Par ordonnance du 21 juin 2022, le magistrat suppléant la première présidente de la cour a débouté la société MDSA de ses demandes de sursis à exécution du jugement dont appel, d’arrêt de l’exécution provisoire de ce jugement et de consignation des sommes au paiement desquelles elle a été condamnée par l’arrêt de la cour d’appel de Paris du 7 octobre 2021.

Aux termes du dispositif de ses conclusions notifiées le 20 mai 2022, auxquelles il est renvoyé pour l’exposé des moyens développés au soutien des prétentions, la société MDSA demande à la cour, au visa des articles L111-2, L111-7, R121-1 alinéa 2 et L121-2 du code des procédures civiles d’exécution, 1343-5 du code civil et 510 du code de procédure civile, de :

‘ à titre principal :

– réformer le jugement du 22 mars 2022,

– déclarer nulles les saisies attributions dénoncées par M. [C] [B] le 19 novembre 2021,

– ordonner leurs mainlevées immédiates,

– condamner M. [C] [B] à lui payer la somme de 97 673,90 euros à titre de dommages et intérêts,

‘ à titre subsidiaire,

– lui accorder un délai de grâce en reportant à deux ans le paiement des sommes dues, à tout le moins en échelonnant sur deux ans ledit paiement,

– ordonner la mainlevée pour la somme excédentaire de 280 005 euros,

‘ à titre infiniment subsidiaire,

– ordonner à titre de garantie la consignation des sommes sur un compte CARPA ou auprès de tel organisme et notamment la caisse de dépôts et consignations que la cour désignera,

– fixer la nature, l’étendue et les modalités de ladite garantie à constituer,

– ordonner la mainlevée pour la somme excédentaire de 280 005 euros,

‘ dans tous les cas, condamner M. [C] [B] :

– aux entiers dépens de l’instance

– à lui payer la somme de 5 000 euros sur le fondement de l’article 700 du code de procédure civile.

Par ordonnance du 10 novembre 2022, les conclusions de M. [B], remises le 7 novembre 2022, ont été déclarées irrecevables.
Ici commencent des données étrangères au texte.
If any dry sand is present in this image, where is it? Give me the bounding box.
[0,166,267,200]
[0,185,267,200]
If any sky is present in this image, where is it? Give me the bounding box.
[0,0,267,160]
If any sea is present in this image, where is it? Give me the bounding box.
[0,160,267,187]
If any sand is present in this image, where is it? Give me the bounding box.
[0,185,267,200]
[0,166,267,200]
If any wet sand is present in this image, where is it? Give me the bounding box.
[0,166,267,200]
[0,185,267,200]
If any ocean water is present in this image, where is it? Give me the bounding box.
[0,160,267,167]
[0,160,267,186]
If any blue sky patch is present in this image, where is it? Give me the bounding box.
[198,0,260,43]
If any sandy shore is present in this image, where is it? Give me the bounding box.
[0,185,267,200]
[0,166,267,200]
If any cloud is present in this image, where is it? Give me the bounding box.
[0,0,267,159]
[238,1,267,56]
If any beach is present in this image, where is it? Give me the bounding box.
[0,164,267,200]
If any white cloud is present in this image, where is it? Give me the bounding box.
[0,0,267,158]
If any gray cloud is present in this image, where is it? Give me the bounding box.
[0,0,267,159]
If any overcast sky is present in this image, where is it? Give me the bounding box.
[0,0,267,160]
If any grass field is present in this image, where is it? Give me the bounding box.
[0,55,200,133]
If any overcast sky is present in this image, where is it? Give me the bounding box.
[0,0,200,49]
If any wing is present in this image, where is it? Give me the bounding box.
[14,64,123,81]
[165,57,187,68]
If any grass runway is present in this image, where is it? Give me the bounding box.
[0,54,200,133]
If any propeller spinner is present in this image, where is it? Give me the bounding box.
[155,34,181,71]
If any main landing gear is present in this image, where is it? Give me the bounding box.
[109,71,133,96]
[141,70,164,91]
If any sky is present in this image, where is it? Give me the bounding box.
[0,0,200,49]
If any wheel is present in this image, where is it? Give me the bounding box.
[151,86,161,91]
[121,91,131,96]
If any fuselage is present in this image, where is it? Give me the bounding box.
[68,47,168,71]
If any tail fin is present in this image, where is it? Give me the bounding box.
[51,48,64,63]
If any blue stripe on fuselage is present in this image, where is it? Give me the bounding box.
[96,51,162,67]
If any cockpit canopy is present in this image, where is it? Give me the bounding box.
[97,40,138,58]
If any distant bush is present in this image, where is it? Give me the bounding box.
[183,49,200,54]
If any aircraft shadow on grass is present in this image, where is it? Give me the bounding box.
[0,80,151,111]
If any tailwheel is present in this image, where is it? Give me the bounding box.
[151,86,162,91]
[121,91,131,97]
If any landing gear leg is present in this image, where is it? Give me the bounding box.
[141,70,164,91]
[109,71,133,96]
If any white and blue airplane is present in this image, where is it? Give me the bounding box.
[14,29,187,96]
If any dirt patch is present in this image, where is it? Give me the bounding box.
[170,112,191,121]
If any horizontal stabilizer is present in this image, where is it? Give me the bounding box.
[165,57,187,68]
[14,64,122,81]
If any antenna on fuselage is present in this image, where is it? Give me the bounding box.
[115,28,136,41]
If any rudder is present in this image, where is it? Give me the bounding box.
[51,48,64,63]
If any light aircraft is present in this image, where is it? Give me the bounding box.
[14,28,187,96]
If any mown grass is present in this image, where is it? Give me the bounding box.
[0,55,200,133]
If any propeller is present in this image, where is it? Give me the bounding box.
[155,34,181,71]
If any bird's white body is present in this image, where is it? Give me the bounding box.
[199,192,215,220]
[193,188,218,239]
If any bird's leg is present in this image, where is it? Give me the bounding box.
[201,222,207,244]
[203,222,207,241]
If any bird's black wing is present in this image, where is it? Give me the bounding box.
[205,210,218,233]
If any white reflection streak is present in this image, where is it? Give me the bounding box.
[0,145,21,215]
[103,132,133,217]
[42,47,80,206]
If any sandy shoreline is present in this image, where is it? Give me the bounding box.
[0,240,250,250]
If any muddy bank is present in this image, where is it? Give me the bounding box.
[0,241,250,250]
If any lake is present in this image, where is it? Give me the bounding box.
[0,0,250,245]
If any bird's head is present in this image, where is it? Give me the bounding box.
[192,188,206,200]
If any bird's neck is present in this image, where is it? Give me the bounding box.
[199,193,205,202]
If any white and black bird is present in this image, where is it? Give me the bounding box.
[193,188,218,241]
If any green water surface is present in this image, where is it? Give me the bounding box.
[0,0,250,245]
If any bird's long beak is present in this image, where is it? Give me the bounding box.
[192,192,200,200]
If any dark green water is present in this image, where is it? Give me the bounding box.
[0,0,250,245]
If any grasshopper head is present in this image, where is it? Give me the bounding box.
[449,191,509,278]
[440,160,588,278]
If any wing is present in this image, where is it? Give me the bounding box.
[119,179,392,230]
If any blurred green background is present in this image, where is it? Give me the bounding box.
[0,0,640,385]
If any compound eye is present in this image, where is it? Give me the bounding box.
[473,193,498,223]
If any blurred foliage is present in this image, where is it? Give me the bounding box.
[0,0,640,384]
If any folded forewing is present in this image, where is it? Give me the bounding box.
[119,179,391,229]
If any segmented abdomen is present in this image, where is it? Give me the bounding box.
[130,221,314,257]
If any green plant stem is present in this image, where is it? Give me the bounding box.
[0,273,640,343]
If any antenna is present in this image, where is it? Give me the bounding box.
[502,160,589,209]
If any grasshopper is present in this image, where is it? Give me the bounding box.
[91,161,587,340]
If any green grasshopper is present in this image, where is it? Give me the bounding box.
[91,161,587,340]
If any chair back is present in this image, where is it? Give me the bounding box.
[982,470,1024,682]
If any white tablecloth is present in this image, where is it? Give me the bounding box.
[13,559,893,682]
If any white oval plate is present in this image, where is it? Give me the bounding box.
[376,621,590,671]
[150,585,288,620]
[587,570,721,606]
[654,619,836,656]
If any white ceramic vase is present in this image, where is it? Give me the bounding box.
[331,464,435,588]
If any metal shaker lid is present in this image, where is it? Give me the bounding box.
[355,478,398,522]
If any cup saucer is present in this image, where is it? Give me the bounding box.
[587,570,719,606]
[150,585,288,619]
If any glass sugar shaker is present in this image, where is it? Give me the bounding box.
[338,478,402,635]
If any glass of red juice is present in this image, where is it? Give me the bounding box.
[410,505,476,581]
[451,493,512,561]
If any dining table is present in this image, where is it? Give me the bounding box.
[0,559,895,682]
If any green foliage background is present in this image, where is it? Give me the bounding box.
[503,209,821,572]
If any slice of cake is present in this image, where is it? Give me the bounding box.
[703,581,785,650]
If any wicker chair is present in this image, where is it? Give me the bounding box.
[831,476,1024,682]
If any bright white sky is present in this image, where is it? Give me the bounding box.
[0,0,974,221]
La clôture est intervenue le 10 janvier 2023 avant l’ouverture des débats.

MOTIFS DE LA DÉCISION

‘ A titre liminaire, la cour rappelle que M. [B] doit être regardé comme demandant la confirmation du jugement dont appel dont il est réputé s’approprier les motifs.

‘ En premier lieu, la société MDSA semble soutenir que la saisie attribution pratiquée sur ses comptes ouverts auprès du Crédit Lyonnais ne peut produire aucun effet, dès lors que cette banque, tiers saisi, a déclaré que le solde de ses comptes était nul.

Il ressort des pièces produites aux débats par l’appelante elle-même que cette déclaration était manisfestement erronée dès lors que le solde de ses comptes était créditeur de 279 665,72 euros. Elle peut d’autant moins tirer argument de cette erreur eu égard aux dispositions des articles L. 211-2 et L. 162-1 du code des procédures civiles d’exécution que le juge de l’exécution de Dijon a utilement rappelées dans les motifs pertinents du jugement dont appel, motifs que la cour adopte.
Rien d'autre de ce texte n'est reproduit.